One of the things that I loved about Highland Dragon Rebel was the character of Moiread. She is just so imminently practical. She’s lived three centuries, she’s seen a lot of change, and she knows that she’s going to live long enough to see a lot more. She’s also very grounded in who she is and what she believes, and there’s a certain amount of emotional drama that she is just impervious to.

She’s also very, very aware that Madoc’s quest comes first and always, and whatever she feels for him, and whatever he feels for her, she firmly believes that duty comes before personal happiness. And she is also very cognizant of the fact that whatever they might have together, happily ever after is not an option. Not that they might not want it, and not that his magic does not give him a much longer lifespan than average, but, barring a epically catastrophic mishap, she will outlive him by centuries.
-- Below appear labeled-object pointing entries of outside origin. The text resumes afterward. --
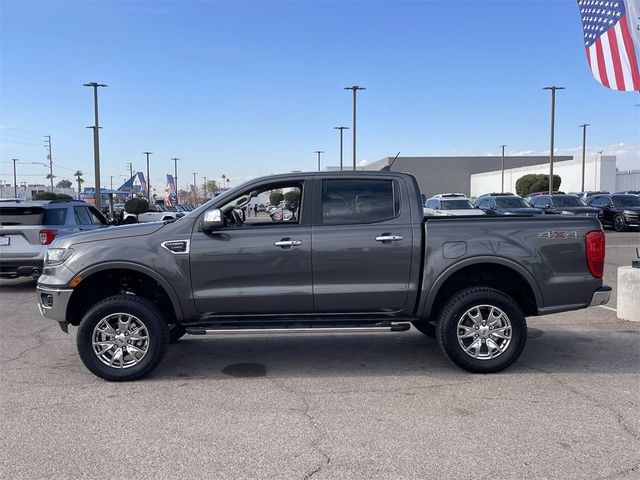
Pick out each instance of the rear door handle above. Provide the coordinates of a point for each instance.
(389, 238)
(287, 242)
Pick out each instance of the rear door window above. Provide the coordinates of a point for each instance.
(55, 216)
(359, 201)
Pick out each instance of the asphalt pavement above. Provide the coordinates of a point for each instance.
(327, 406)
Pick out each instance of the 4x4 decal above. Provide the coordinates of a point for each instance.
(559, 234)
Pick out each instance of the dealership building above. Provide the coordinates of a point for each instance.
(474, 176)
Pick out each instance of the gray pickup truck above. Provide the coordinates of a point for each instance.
(355, 254)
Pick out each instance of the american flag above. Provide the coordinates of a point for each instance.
(609, 44)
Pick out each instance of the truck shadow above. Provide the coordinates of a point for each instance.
(14, 285)
(388, 355)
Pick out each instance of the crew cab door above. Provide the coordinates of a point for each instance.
(256, 264)
(362, 245)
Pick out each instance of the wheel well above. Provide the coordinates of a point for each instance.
(106, 283)
(489, 275)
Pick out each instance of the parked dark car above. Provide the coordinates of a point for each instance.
(618, 210)
(562, 204)
(506, 204)
(27, 228)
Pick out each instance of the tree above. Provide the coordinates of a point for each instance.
(136, 206)
(275, 197)
(531, 183)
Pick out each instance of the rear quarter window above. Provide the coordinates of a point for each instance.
(21, 216)
(54, 216)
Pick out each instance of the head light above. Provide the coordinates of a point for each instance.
(57, 256)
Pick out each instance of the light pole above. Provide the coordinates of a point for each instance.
(96, 140)
(584, 150)
(319, 152)
(354, 88)
(502, 189)
(341, 129)
(553, 117)
(15, 182)
(148, 177)
(175, 173)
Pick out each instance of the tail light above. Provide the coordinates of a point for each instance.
(595, 252)
(47, 236)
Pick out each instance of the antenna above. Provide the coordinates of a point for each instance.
(387, 168)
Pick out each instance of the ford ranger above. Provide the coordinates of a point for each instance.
(356, 254)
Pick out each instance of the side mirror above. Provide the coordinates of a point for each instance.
(212, 220)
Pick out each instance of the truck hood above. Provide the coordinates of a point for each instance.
(110, 233)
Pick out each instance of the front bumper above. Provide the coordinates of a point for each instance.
(52, 303)
(601, 296)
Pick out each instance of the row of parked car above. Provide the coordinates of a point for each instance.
(619, 210)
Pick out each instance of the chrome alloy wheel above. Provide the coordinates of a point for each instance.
(120, 340)
(484, 332)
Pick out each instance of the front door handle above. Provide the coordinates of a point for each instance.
(287, 242)
(389, 238)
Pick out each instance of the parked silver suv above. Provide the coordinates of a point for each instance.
(26, 228)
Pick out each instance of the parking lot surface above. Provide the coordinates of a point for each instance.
(386, 405)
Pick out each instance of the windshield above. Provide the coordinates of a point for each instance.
(455, 204)
(511, 202)
(626, 200)
(567, 201)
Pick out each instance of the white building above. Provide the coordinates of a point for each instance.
(600, 175)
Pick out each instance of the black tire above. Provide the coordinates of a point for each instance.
(482, 299)
(619, 223)
(176, 332)
(426, 327)
(145, 313)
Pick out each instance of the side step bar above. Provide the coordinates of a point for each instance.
(398, 327)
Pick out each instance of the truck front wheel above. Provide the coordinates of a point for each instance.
(123, 337)
(482, 330)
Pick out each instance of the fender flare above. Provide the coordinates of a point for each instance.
(173, 297)
(425, 306)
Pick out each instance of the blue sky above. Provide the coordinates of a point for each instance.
(249, 88)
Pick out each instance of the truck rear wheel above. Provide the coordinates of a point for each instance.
(123, 337)
(482, 330)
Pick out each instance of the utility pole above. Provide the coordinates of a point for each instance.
(502, 189)
(175, 174)
(15, 181)
(341, 129)
(553, 116)
(354, 88)
(318, 152)
(96, 141)
(50, 158)
(584, 150)
(148, 177)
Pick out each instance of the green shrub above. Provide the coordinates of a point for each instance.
(531, 183)
(136, 206)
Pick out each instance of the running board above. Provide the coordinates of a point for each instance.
(398, 327)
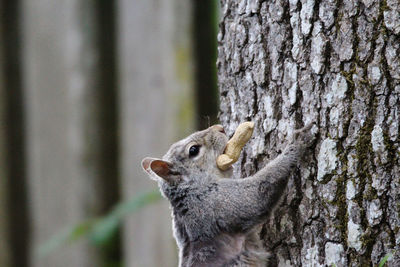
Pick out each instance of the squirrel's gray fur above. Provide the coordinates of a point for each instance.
(216, 217)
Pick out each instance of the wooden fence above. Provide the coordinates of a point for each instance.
(87, 89)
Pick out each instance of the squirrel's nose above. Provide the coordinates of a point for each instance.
(218, 127)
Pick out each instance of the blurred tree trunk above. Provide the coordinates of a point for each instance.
(287, 63)
(155, 65)
(67, 95)
(5, 251)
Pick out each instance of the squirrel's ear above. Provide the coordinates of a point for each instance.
(160, 168)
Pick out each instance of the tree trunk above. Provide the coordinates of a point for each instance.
(67, 144)
(5, 250)
(155, 80)
(283, 64)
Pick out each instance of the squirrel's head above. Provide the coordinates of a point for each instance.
(191, 158)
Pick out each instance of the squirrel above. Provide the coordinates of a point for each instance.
(215, 216)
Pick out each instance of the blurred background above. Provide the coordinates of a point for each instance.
(87, 89)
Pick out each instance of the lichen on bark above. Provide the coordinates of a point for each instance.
(283, 64)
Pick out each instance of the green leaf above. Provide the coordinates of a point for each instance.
(101, 230)
(106, 227)
(67, 235)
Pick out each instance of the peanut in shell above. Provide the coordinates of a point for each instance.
(235, 145)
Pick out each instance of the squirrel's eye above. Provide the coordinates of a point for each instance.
(194, 150)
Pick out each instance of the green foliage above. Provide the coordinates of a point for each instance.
(99, 230)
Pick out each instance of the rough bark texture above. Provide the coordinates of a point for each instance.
(286, 63)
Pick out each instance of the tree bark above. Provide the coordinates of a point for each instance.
(5, 252)
(284, 64)
(155, 85)
(64, 132)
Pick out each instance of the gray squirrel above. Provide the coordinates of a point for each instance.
(216, 217)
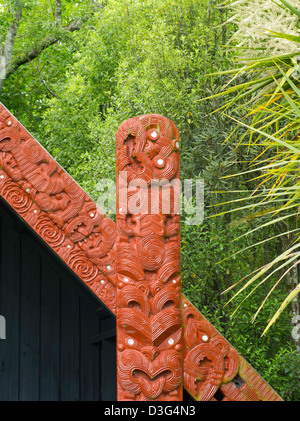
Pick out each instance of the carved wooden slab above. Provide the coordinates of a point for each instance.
(57, 208)
(149, 332)
(69, 221)
(213, 369)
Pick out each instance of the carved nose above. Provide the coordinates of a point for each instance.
(150, 352)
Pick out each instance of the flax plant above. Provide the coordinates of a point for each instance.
(264, 88)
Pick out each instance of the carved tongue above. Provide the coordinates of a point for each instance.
(152, 388)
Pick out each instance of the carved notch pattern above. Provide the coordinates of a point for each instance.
(213, 370)
(149, 332)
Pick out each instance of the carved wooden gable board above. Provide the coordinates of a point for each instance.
(87, 240)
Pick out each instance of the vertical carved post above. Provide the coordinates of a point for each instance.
(149, 332)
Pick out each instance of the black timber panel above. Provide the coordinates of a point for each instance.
(52, 319)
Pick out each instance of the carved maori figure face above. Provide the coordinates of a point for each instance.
(148, 263)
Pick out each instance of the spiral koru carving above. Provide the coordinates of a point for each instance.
(149, 333)
(148, 317)
(55, 206)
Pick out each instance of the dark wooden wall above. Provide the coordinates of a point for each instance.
(60, 341)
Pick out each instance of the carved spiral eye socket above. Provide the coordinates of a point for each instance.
(176, 144)
(159, 162)
(152, 134)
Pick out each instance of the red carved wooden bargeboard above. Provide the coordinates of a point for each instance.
(70, 222)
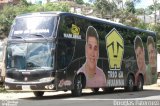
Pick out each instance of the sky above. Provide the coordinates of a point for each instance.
(144, 3)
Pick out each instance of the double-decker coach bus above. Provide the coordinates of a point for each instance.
(58, 51)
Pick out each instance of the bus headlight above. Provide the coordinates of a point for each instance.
(9, 80)
(47, 79)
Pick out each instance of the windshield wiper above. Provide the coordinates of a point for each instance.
(19, 37)
(40, 36)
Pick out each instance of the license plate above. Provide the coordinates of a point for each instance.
(26, 87)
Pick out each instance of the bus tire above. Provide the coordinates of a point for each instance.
(130, 84)
(38, 93)
(77, 90)
(95, 90)
(140, 83)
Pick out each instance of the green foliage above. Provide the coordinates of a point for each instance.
(105, 7)
(130, 7)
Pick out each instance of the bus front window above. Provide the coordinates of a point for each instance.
(30, 56)
(39, 55)
(33, 26)
(16, 55)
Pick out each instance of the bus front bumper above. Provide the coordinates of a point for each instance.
(30, 86)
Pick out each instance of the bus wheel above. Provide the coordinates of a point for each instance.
(38, 93)
(140, 83)
(77, 91)
(95, 90)
(130, 84)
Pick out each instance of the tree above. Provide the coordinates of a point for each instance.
(105, 7)
(130, 6)
(79, 1)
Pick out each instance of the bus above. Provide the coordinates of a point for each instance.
(2, 61)
(60, 51)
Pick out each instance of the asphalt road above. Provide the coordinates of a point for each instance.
(149, 97)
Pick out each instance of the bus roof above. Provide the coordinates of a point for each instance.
(90, 18)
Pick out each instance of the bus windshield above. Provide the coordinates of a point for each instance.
(30, 56)
(27, 26)
(1, 53)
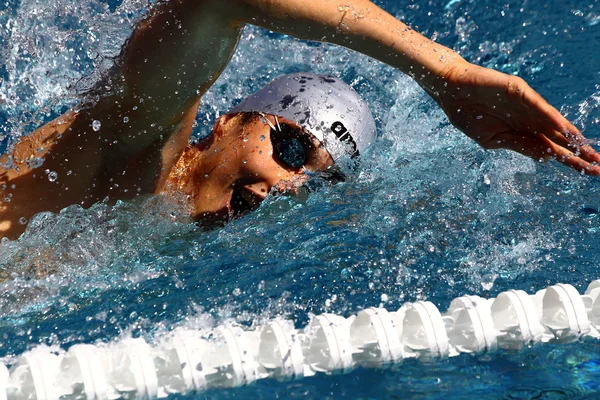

But even within those constraints, it is still clear that they love each other and want to try for whatever future they can manage, assuming they survive the present danger.

There are older and more fell things in Moiread and Madoc’s world than dragons, and there are dragons older and more powerful than the MacAlasdairs. It would not be a true quest, after all, if there wasn’t a real possibility that our hero and heroine had bitten off just a bit more than they can chew – even with dragon-sized jaws.

The third book in this series, Highland Dragon Master, is coming out next spring. I can’t wait to see where the Highland Dragons fly next.